Results: Comparative experiments indicate a nearly 90% prediction coverage and a 70.3% recall rate for serious injuries by proposed framework, which is significantly higher than those reported in related studies. Further model interpretation highlights key risk factors such as intersection relevance, crash type, and speed limits and how they effect injury severity prediction.

Conclusions: Proposed framework demonstrates significant potential in pre-crash injury risk prediction by introducing conformal prediction techniques to machine learning models. In addition to enhancing predictive performance to nearly 90% prediction coverage and a 70.3% recall rate for serious injuries, this framework also provides enhanced interpretability by quantifying prediction uncertainty and identifying key risk factors. Unlike traditional methods, the framework remains valid under distribution shifts and combines uncertainty estimation with model interpretability. These advantages collectively lay a foundation for developing proactive traffic safety applications and formulating data-driven road safety policies.

查看原文本刊更多论文

预碰撞损伤风险预测与保证置信水平：一个适形和可解释的框架。

目的：碰撞前伤害风险预测对主动安全措施至关重要，而传统模型输出单点预测而不解释决策原因，往往缺乏可解释性和可靠的不确定性估计来反映潜在的风险分布。这些缺点限制了它们在减轻损伤严重程度方面的实际效果。为了克服这些限制，本研究开发了一个新的框架，该框架仅使用崩溃前的数据输出潜在风险分布及其相应的概率，从而提供具有统计保证90%置信度的概率输出。通过引入这样一个框架，我们的目标是对交通事故中的伤害分布及其潜在原因提供更有说服力和可解释性的分析，最终为减少伤害策略提供数据驱动的指导。方法：采用国家汽车抽样系统-耐撞性数据系统和碰撞调查抽样系统的数据，纳入28个碰撞前风险因素。评估了几种机器学习模型，包括集成方法和深度学习模型TabNet。为了解决严重的类别不平衡，特别是严重伤害案例数量有限的问题，采用了各种重新采样策略。核心贡献在于整合了朴素和类别条件的共形预测方法，以生成90%置信度的预测集。通过全局评估指标（即f1-score）和严重伤害回忆来评估模型的性能，并使用可解释的机器学习和统计分析来增强可解释性。结果：对比实验表明，该框架对严重伤害的预测覆盖率接近90%，召回率为70.3%，显著高于相关研究报告。进一步的模型解释强调了关键的风险因素，如交叉口相关性、碰撞类型和速度限制，以及它们如何影响伤害严重程度预测。结论：通过将保形预测技术引入机器学习模型，所提出的框架在碰撞前损伤风险预测方面显示出巨大的潜力。除了将预测性能提高到近90%的预测覆盖率和70.3%的严重伤害召回率外，该框架还通过量化预测不确定性和识别关键风险因素来提高可解释性。与传统方法不同，该框架在分布变化下仍然有效，并将不确定性估计与模型可解释性相结合。这些优势共同为开发主动交通安全应用和制定数据驱动的道路安全政策奠定了基础。

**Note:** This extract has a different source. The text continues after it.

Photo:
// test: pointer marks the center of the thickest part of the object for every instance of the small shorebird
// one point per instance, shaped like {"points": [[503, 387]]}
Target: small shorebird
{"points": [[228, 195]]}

本文章由计算机程序翻译，如有差异，请以英文原文为准。

求助全文

约1分钟内获得全文求助全文

来源期刊

Traffic Injury Prevention PUBLIC, ENVIRONMENTAL & OCCUPATIONAL HEALTH-

CiteScore

3.60

自引率

10.00%

发文量

137

审稿时长

3 months

期刊介绍： The purpose of Traffic Injury Prevention is to bridge the disciplines of medicine, engineering, public health and traffic safety in order to foster the science of traffic injury prevention. The archival journal focuses on research, interventions and evaluations within the areas of traffic safety, crash causation, injury prevention and treatment. General topics within the journal''s scope are driver behavior, road infrastructure, emerging crash avoidance technologies, crash and injury epidemiology, alcohol and drugs, impact injury biomechanics, vehicle crashworthiness, occupant restraints, pedestrian safety, evaluation of interventions, economic consequences and emergency and clinical care with specific application to traffic injury prevention. The journal includes full length papers, review articles, case studies, brief technical notes and commentaries.